Antiochus VII said:
That sounds good except (if possible I haven't tested this to see if it works in practice) have it transport only foot units (space was limited) and drop the defense to 1 (the Vikings lost at sea to the English and Muslims frequently when those groups were ready for them) and also not cross ocean safely (the Vikings explored around the northern edge of the Atlantic and raided as far as Italy for sure but never ventured all that far out to sea in these craft.
This is not at all correct.
The vikings lost at sea next to never. As far as I can recall their only significant defeats at sea where against other vikings. Their ships were simply too fast, agile and seaworthy. According to recent tests in Danemark, they were more then 50% faster then the 2nd fastest ship of the day. They raced a modern "americas cup" racing yacht and almsot beat it with a replica viking ship. This ship was handicapped by having the sail rigging not be as good as the vikings (since they don't yet know how to reproduce it) and a inexperianecd crew going against a seasoned crew in the racing yacht.
It was recently learned that these longboat hulls would hydroplane as speeds got over 12 knots, and they had a top speed somewhere in excess of 17 knots.
Additionally, they would unstep the mast before coming within sight of shore reducing the abiltity to see these ships from very low to all but nil.
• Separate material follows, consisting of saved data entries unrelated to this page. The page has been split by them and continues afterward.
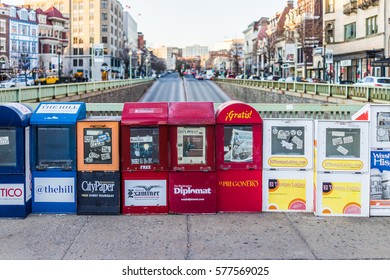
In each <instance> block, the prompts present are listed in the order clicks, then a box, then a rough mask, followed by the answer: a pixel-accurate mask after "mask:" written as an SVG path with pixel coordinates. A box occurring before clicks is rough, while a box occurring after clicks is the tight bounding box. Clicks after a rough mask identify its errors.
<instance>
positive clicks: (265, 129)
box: [263, 119, 314, 212]
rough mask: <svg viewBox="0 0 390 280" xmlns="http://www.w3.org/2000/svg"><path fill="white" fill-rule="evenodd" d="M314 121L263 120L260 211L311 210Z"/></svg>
mask: <svg viewBox="0 0 390 280" xmlns="http://www.w3.org/2000/svg"><path fill="white" fill-rule="evenodd" d="M313 145H314V122H313V120H308V119H263V211H279V212H312V211H313V166H314V163H313V162H314V156H313V150H314V149H313Z"/></svg>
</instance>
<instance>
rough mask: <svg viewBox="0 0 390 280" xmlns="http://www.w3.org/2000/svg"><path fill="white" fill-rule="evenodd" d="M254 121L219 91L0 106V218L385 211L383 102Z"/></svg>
mask: <svg viewBox="0 0 390 280" xmlns="http://www.w3.org/2000/svg"><path fill="white" fill-rule="evenodd" d="M353 119H354V120H353V121H329V120H320V121H314V120H310V119H261V117H260V115H259V114H258V112H257V111H256V110H255V109H254V108H252V107H251V106H249V105H248V104H245V103H242V102H238V101H230V102H226V103H224V104H222V105H221V106H220V107H219V108H218V109H217V111H216V112H214V105H213V103H211V102H172V103H166V102H158V103H157V102H153V103H125V104H124V108H123V112H122V117H121V118H109V117H88V118H87V117H86V105H85V103H77V102H76V103H40V104H39V106H38V107H37V109H36V110H35V111H34V112H32V110H31V109H30V108H29V107H28V106H25V105H22V104H15V103H12V104H3V105H0V217H26V216H27V215H28V214H29V213H31V212H33V213H63V214H67V213H77V214H88V215H94V214H100V215H116V214H120V213H123V214H159V213H178V214H187V213H216V212H261V211H291V212H314V213H315V214H316V215H324V216H326V215H336V216H337V215H339V216H369V215H390V106H386V105H371V106H370V105H367V106H365V107H364V108H363V109H362V110H361V111H359V112H357V113H356V114H355V115H354V116H353Z"/></svg>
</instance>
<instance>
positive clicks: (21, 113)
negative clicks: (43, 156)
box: [0, 103, 32, 218]
mask: <svg viewBox="0 0 390 280" xmlns="http://www.w3.org/2000/svg"><path fill="white" fill-rule="evenodd" d="M31 114H32V110H31V109H30V108H29V107H27V106H25V105H23V104H19V103H6V104H1V105H0V217H10V218H25V217H27V215H28V214H29V213H30V212H31V171H30V156H29V152H30V127H29V123H30V117H31Z"/></svg>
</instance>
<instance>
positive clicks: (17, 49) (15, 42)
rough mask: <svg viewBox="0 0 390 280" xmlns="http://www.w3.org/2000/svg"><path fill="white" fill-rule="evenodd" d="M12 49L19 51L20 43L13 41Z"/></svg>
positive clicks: (15, 41) (14, 51)
mask: <svg viewBox="0 0 390 280" xmlns="http://www.w3.org/2000/svg"><path fill="white" fill-rule="evenodd" d="M11 50H12V51H13V52H17V51H18V45H17V44H16V41H12V42H11Z"/></svg>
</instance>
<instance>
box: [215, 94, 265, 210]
mask: <svg viewBox="0 0 390 280" xmlns="http://www.w3.org/2000/svg"><path fill="white" fill-rule="evenodd" d="M216 122H217V123H216V151H217V155H216V161H217V163H216V165H217V210H218V211H219V212H261V209H262V138H263V135H262V120H261V118H260V115H259V113H258V112H257V111H256V110H255V109H254V108H252V107H251V106H249V105H247V104H245V103H243V102H240V101H229V102H226V103H224V104H222V105H221V106H220V107H219V108H218V110H217V112H216Z"/></svg>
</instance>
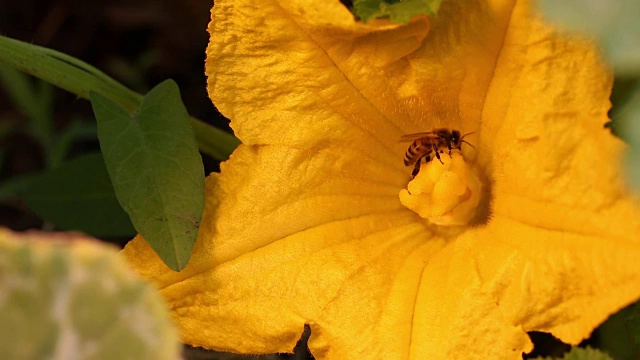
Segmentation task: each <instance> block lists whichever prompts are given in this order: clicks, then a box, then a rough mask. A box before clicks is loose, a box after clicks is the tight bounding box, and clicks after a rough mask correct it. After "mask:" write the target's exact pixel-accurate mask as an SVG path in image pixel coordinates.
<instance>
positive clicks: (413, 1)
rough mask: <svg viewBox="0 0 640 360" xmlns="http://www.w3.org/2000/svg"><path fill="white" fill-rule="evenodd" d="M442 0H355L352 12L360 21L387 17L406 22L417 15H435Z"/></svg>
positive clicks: (439, 6) (364, 20)
mask: <svg viewBox="0 0 640 360" xmlns="http://www.w3.org/2000/svg"><path fill="white" fill-rule="evenodd" d="M441 2H442V0H355V1H354V2H353V13H354V15H355V16H356V17H357V18H358V19H361V20H362V21H364V22H365V23H366V22H369V21H371V20H374V19H379V18H389V19H390V20H391V21H392V22H395V23H404V24H406V23H408V22H409V20H410V19H411V17H413V16H418V15H428V16H435V15H436V14H437V13H438V9H439V8H440V3H441Z"/></svg>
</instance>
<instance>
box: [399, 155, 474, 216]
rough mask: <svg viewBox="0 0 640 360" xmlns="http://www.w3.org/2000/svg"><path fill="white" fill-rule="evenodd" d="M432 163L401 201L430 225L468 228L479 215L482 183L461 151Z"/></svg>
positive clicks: (430, 164) (403, 197) (427, 167)
mask: <svg viewBox="0 0 640 360" xmlns="http://www.w3.org/2000/svg"><path fill="white" fill-rule="evenodd" d="M442 161H443V164H441V163H440V162H437V161H431V162H429V163H427V164H423V165H422V167H421V168H420V172H419V173H418V175H416V177H415V178H414V179H413V180H411V181H410V182H409V184H408V185H407V189H403V190H401V191H400V194H399V196H400V202H401V203H402V204H403V205H404V206H406V207H408V208H409V209H411V210H413V211H415V212H416V213H418V215H420V216H421V217H423V218H425V219H427V220H428V221H429V222H430V223H433V224H436V225H441V226H459V225H466V224H468V223H469V221H471V219H472V218H473V217H474V215H475V213H476V208H477V207H478V203H479V201H480V190H481V183H480V180H479V179H478V176H477V175H476V174H475V171H474V170H473V169H471V168H470V167H469V165H468V164H467V163H466V162H465V160H464V157H463V156H462V154H461V153H460V152H459V151H457V150H456V151H453V152H452V153H451V157H449V156H442Z"/></svg>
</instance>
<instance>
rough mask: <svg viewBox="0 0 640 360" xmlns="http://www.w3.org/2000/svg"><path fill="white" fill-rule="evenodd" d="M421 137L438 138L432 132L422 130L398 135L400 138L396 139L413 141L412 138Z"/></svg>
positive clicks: (404, 140) (413, 140)
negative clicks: (413, 132) (416, 131)
mask: <svg viewBox="0 0 640 360" xmlns="http://www.w3.org/2000/svg"><path fill="white" fill-rule="evenodd" d="M422 138H427V139H434V140H435V139H438V138H439V136H438V135H436V134H434V133H433V132H422V133H415V134H404V135H402V136H401V137H400V140H398V142H408V141H414V140H418V139H422Z"/></svg>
These ships could also take far rougher seas then their contemporaries. The hull construction was such that the longboat would "swim" through the waves rather then fight them, and so rough seas were less of a threat.
As for crossing the sea. They did so frequently. They colonized the far reaches of the world. Iceland, Greenland, America. They sailed across the north sea on an all too frequent basis. This is a deep ocean with very rough waters.